Andrei Tivontchik

Personal information
- Native name: Андрэй Цівончык
- Nationality: German
- Born: 13 July 1970 (age 55) Gorkiy, Russian SFSR, Soviet Union
- Height: 1.85 m (6 ft 1 in)
- Weight: 78 kg (172 lb)

Sport
- Country: Belarus Germany
- Sport: Athletics
- Event: Pole vault

Achievements and titles
- Personal best: 5.95 m (1996)

Medal record
Men's athletics
Representing Germany
Olympic Games
| Bronze medal – third place | 1996 Atlanta | Pole vault |

= Andrei Tivontchik =

German pole vaulter

Andrei Tivontchik (Андрэй Цівончык; born 13 July 1970, in Gorkiy) is a former German pole vaulter. He was Olympic bronze medalist at the 1996 Summer Olympics in Atlanta.

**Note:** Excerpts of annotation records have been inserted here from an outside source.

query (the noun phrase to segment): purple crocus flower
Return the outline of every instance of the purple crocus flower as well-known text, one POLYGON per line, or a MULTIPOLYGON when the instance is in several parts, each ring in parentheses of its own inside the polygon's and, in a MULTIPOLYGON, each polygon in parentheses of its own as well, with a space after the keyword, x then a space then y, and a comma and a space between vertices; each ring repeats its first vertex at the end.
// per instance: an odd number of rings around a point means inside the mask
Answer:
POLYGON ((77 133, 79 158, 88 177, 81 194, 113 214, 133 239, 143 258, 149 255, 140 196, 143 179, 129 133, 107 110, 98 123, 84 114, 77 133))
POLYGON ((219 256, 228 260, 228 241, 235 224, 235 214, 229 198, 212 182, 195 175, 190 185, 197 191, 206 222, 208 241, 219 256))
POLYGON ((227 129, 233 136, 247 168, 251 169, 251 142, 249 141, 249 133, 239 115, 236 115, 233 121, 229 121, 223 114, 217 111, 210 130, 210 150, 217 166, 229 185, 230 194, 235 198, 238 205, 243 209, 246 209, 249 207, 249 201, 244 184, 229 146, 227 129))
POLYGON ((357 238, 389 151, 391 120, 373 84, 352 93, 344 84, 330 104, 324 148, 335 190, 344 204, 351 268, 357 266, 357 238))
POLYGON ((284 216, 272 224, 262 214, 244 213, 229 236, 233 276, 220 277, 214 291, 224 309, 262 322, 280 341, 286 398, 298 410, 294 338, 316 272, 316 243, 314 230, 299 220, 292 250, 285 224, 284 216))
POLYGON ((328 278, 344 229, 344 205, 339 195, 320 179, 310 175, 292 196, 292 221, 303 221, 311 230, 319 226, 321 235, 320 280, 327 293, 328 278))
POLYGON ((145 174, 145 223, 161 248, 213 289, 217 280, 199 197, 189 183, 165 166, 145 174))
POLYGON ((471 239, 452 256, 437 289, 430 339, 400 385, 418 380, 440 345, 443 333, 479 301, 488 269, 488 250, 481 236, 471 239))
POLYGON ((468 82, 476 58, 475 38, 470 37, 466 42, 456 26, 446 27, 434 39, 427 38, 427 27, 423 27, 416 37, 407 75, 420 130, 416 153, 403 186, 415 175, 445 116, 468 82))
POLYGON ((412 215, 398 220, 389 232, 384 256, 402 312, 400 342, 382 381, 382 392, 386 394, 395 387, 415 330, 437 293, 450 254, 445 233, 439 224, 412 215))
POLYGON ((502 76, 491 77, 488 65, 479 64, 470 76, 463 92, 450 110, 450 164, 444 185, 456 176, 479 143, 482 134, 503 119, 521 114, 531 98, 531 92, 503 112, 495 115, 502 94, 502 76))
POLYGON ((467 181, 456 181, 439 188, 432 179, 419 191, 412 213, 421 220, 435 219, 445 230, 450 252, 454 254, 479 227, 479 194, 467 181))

Tivontchik grew up in the Soviet Union and became a Belarusian citizen after the Soviet dissolution. In 1993 he moved to Germany and became a German citizen. Beginning with the 1994 European Championships he started for the German team. Tivontchik could not take part in the 2000 Olympics and retired in 2001.

His personal best is 5.95 metres, achieved in 1996.

After working as trainer of the national pole vault team of Qatar, Tivontchik returned to Germany in 2004 where he is working as a trainer at LAZ Zweibrücken.